El futuro nos pertenece a todos por igual, y, en efecto, está en la convivencia respetuosa de las diferencias, no en la homologación de pensamientos únicos. Escuchar a los liberados en Irak relatar la experiencia de vivir sin libertad alguna, bajo las estrictas reglas impuestas por los yihadistas del Estado Islámico, causa verdadero pavor. No olvidemos que los sembradores del terror lo que avivan, sobre todo lo demás, es una persistente guerra psicológica, depreciando toda vida humana, por lo que es un auténtico crimen contra todos.
Justo a este matar ciegamente, hay tantos callejones sin salida, que debemos escucharnos más y mejor, para salir de ellos, propiciando un ambiente más equitativo que con ecuánime medida dé a todos lo que a cada uno es debido y de todos, también exija, aquello a que cada uno está obligado. Esta es la cuestión de fondo; una justicia que no da todo a todos, sino que a todos injerta amor y a ninguno desecha, subrayando que la sociabilidad es hija de la autenticidad y madre de sana libertad, lo que imprime una segura grandeza humana.

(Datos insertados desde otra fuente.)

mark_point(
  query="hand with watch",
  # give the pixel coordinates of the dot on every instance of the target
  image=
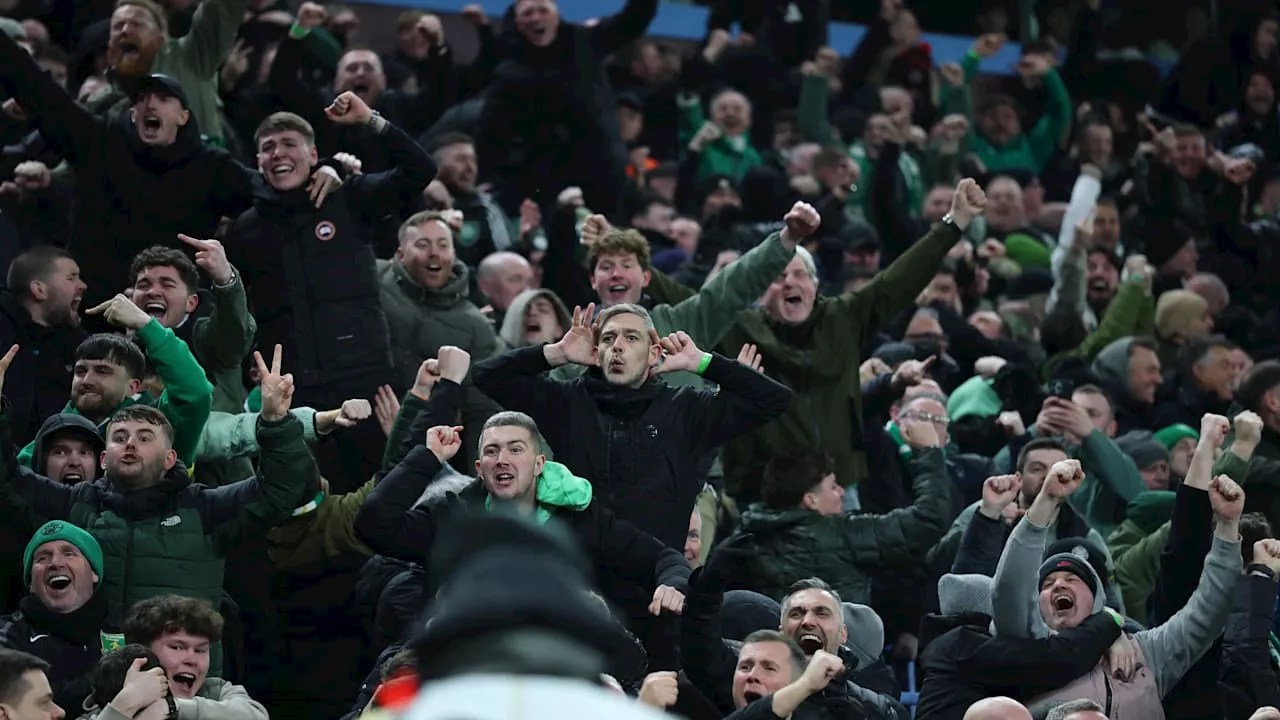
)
(1266, 560)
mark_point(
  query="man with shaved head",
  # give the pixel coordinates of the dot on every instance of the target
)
(997, 709)
(501, 277)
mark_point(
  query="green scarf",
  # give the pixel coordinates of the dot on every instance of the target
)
(557, 488)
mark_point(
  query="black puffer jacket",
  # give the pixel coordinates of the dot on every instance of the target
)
(131, 195)
(548, 119)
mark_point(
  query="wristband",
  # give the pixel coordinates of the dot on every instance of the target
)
(1257, 568)
(1115, 616)
(704, 364)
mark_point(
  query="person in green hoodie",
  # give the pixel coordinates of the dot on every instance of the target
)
(814, 346)
(997, 136)
(513, 477)
(722, 144)
(109, 372)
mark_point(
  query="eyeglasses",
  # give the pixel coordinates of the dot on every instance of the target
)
(915, 415)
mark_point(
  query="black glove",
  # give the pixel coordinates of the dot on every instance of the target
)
(725, 559)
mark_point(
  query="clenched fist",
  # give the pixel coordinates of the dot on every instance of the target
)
(1063, 479)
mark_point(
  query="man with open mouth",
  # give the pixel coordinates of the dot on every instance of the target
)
(181, 632)
(311, 270)
(62, 618)
(1036, 598)
(142, 176)
(814, 345)
(138, 45)
(513, 477)
(147, 514)
(812, 618)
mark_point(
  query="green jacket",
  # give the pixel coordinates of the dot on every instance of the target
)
(818, 360)
(1132, 313)
(315, 540)
(186, 399)
(726, 156)
(228, 437)
(193, 60)
(816, 127)
(1137, 556)
(424, 319)
(1032, 149)
(1111, 481)
(222, 340)
(845, 550)
(709, 314)
(170, 537)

En cualquier caso, hoy más que nunca hace falta actuar individualmente o bien coordinados en grupos, para hacer valer la defensa de la persona humana como ser que ha de aprender el sencillo arte de vivir fraternizado. Por consiguiente, si vital es educar para adquirir conciencia del mucho valor que tiene una vida humana, no menos importante es educar para la coexistencia de culturas, para levantar la voz contra la discriminación, o para concienciarnos del cambio climático.

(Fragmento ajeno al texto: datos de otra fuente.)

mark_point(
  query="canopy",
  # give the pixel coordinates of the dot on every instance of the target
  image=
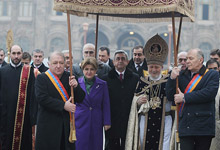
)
(128, 10)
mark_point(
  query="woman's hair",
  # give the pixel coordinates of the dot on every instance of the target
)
(90, 61)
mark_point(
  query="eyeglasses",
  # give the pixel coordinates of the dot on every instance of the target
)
(138, 54)
(182, 59)
(214, 68)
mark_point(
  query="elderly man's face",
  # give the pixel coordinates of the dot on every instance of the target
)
(38, 58)
(88, 52)
(216, 57)
(193, 62)
(2, 56)
(154, 70)
(120, 62)
(182, 61)
(16, 54)
(56, 65)
(103, 56)
(213, 66)
(138, 56)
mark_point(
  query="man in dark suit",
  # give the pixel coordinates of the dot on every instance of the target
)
(198, 87)
(2, 58)
(38, 57)
(121, 84)
(104, 56)
(138, 63)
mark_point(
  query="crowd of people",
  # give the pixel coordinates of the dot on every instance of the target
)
(119, 104)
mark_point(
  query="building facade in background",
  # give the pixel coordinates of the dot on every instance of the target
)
(36, 25)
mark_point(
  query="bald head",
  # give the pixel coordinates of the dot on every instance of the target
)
(198, 52)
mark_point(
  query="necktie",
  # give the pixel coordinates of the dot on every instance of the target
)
(138, 66)
(120, 76)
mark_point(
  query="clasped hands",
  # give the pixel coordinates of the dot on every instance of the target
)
(69, 106)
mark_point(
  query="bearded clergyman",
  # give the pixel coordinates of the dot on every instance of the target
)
(150, 122)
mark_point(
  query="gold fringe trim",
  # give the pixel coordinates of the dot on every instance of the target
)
(91, 11)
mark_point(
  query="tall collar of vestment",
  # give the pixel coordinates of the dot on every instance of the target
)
(138, 64)
(188, 72)
(14, 65)
(107, 62)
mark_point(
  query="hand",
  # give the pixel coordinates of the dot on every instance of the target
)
(141, 100)
(175, 72)
(178, 98)
(70, 107)
(106, 127)
(72, 82)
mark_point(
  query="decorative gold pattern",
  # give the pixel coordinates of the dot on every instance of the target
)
(156, 50)
(108, 7)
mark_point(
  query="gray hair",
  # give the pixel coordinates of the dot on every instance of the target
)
(56, 53)
(66, 51)
(121, 52)
(37, 51)
(89, 45)
(199, 53)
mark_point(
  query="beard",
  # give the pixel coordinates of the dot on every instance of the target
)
(16, 61)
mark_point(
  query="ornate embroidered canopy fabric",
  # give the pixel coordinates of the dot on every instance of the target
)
(128, 10)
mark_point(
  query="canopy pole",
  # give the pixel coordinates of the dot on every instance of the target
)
(177, 85)
(179, 33)
(96, 34)
(72, 136)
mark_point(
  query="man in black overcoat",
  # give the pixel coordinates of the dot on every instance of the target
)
(121, 84)
(53, 122)
(197, 101)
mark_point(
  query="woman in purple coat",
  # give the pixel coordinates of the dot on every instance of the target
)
(94, 112)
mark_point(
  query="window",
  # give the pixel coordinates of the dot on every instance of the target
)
(24, 42)
(5, 8)
(25, 8)
(205, 9)
(206, 48)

Con que donásemos tan solo lo que no usamos, haríamos a otras personas más felices; sabiendo que, en su felicidad, nace mi propio bienestar. Este sería un buen clima para activar una convivencia gozosa. Quizás tengamos que encerrarnos menos en nosotros, saber compartir más, algo que se aprende de manera innata de la vida en familia; con razón, ésta es la patria del corazón, donde se aviva la cordialidad humana si en verdad el vínculo late con alma.